UPDATED 09:08 EST / DECEMBER 19 2014

Google opens cloud-based Hadoop alternative to developers with free SDK

blue sky and clouds as worlwide mapGoogle on Thursday released a software development kit (SDK) for its cloud-based data crunching engine in an effort to the development of analytic applications against the service. The launch comes seven months after the search giant first unveiled its ambitious plans to steal Hadoop’s thunder.

Currently available in limited access, Cloud Dataflow is an evolution of existing analytic technologies in the open-source ecosystem that aims to eliminate most of the hassle required to process large quantities of unstructured information coming from multiple sources. The platform accomplishes that with a unified programming interface that makes it possible to handle static batches of historical data and real-time streams under the same coding layer.

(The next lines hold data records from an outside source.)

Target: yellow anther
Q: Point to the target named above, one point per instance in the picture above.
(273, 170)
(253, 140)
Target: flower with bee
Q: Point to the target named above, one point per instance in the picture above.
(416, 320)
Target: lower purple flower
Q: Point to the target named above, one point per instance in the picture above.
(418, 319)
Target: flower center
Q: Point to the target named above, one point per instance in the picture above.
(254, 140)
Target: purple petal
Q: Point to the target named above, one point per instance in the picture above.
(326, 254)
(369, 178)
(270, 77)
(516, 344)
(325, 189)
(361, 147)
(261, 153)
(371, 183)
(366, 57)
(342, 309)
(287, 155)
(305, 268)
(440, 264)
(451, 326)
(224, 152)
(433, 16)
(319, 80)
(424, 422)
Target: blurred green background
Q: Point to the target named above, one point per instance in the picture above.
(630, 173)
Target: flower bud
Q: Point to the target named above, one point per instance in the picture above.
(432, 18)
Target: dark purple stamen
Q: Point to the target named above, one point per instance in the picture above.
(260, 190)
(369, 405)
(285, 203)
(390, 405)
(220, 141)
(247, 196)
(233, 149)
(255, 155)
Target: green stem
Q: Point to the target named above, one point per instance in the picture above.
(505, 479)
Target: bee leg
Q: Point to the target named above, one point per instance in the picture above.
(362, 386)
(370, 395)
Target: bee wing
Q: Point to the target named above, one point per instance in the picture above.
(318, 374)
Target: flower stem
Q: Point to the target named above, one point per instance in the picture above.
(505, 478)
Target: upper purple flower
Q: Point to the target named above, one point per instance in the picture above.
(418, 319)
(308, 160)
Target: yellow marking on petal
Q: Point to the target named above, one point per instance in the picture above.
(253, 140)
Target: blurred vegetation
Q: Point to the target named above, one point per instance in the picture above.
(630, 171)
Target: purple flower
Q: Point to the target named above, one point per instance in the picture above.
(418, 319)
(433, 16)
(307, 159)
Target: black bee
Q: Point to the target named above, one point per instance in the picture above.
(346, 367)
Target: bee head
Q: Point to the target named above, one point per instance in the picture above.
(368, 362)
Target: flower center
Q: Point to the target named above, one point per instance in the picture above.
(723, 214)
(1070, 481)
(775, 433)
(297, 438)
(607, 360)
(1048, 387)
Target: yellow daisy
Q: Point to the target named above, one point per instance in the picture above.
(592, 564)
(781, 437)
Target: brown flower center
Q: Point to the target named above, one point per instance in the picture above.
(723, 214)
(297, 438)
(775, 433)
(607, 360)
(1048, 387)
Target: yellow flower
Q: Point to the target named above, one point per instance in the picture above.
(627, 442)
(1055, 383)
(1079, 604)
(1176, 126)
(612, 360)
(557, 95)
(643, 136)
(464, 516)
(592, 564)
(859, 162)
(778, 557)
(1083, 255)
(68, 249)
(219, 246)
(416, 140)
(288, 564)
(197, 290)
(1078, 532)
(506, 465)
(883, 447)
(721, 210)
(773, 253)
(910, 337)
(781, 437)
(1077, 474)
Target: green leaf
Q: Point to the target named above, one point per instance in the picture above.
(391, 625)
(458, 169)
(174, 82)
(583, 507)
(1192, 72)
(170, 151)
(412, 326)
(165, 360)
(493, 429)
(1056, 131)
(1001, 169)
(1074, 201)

Cloud Dataflow abstracts the nuances of different information types into consistent “PCollections” that can pull updates from a specified source or perform any number of other tasks. Developers can manipulate these adaptive datasets using a built-in library of operations covering many of the functions available for Hadoop and then some.

That syntax is executed in a way that makes it possible to efficiently reuse code for multiple workloads, which saves time and effort while enabling the underlying runtime to collapse repeating actions for faster execution. Cloud Dataflow also incorporates performance analysis metrics, system monitoring functionality and other operational capabilities of Google’s infrastructure-as-a-service to automate many of the management details.

The search giant’s vision for the platform contrasts sharply with Hadoop, which is a collection of independently-maintained and often overlapping open-source projects. Deploying Hadoop has become more feasible in recent years thanks to the emergence of on-demand hosting options, but processing real-time and historical data on the same cluster can still require stringing together multiple tools, each with its own architecture and syntax. As a result, many IT organizations have struggled to fulfill the full potential of Hadoop.

Cloud Dataflow aims to make that functionality available for everyday developers with a simple interface and a utility pricing scheme. The new SDK, which is available under an open-source license, makes it possible to harness the service for next-generation analytic applications and import data from existing Hadoop environments.

The platform only works with Java for now, but Google plans to add support for Python and other programming languages. The search giant also allows developers to extend the native syntax of Cloud Dataflow themselves with custom operators for automating complex transformations.